4.3. Future Directions
Positive outcomes for treating dysthymia may not be immediate and trying different combinations of medications, therapies and lifestyle modifications may be necessary. Responses to treatment, like symptoms, will vary among individuals. Duration of symptoms, support systems, coping mechanisms and current life circumstances can all impact recovery. However, research continues to offer hope for relief from the debilitating symptoms of dysthymia. Levkovitz and colleagues’ meta-analysis of the efficacy of treating dysthymia with antidepressants concluded that antidepressant therapy was significantly more effective than placebo in 17 different studies (Levkovitz, Tedeschini, & Papakostas, 2011).
Plans to implement a meta-analysis of existing clinical trials which explored the efficacy of CBASP therapy in combination with medication are underway (Furukawa, Schramm, Weitz, Salanti, Efthimiou, Michalak et al., 2016). This upcoming review is framed from a differential therapeutics perspective and will seek individual participant data from each of the trials reviewed, allowing findings to be matched to specific subgroups of patients.
In summary, this paper provided an overview of persistent depressive disorder or dysthymia, explaining assessment approaches in relation to DSM-5 criteria, symptoms, comorbidity, etiology, severity and prevalence. People with dysthymia experience sad moods and feel pessimistic and hopeless to the extent that they are not able to function. Many are at high risk for death by suicide and health professionals should routinely assess for suicidal ideation.

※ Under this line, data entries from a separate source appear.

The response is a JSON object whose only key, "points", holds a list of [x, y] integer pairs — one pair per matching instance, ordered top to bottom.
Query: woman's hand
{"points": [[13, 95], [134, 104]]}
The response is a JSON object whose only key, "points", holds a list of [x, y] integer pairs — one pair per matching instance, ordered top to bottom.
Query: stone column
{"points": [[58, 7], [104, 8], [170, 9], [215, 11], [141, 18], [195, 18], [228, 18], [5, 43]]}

As a non-episodic, insidious and difficult to recognize disorder, dysthymia can first appear in adolescence and remain untreated for years. Women and those who are unmarried are most at risk. Clinician or self-reported scores on the Cornell Dysthymia Rating Scale (CDRS) can immediately communicate people’s views about the severity of their illness.
Living with sadness for extended periods of time can leave people suffering from dysthymia resigned to the idea that things are unlikely to change for them. Antidepressant medications offer some relief. However, cognitive behavioral analysis system of psychotherapy (CBASP) is also emerging as an effective treatment. This paper calls for health professionals to integrate dysthymia assessments and referral processes into their practice. Doing so may begin to instil needed hope to the many individuals with dysthymia who are simply enduring rather than enjoying their lives.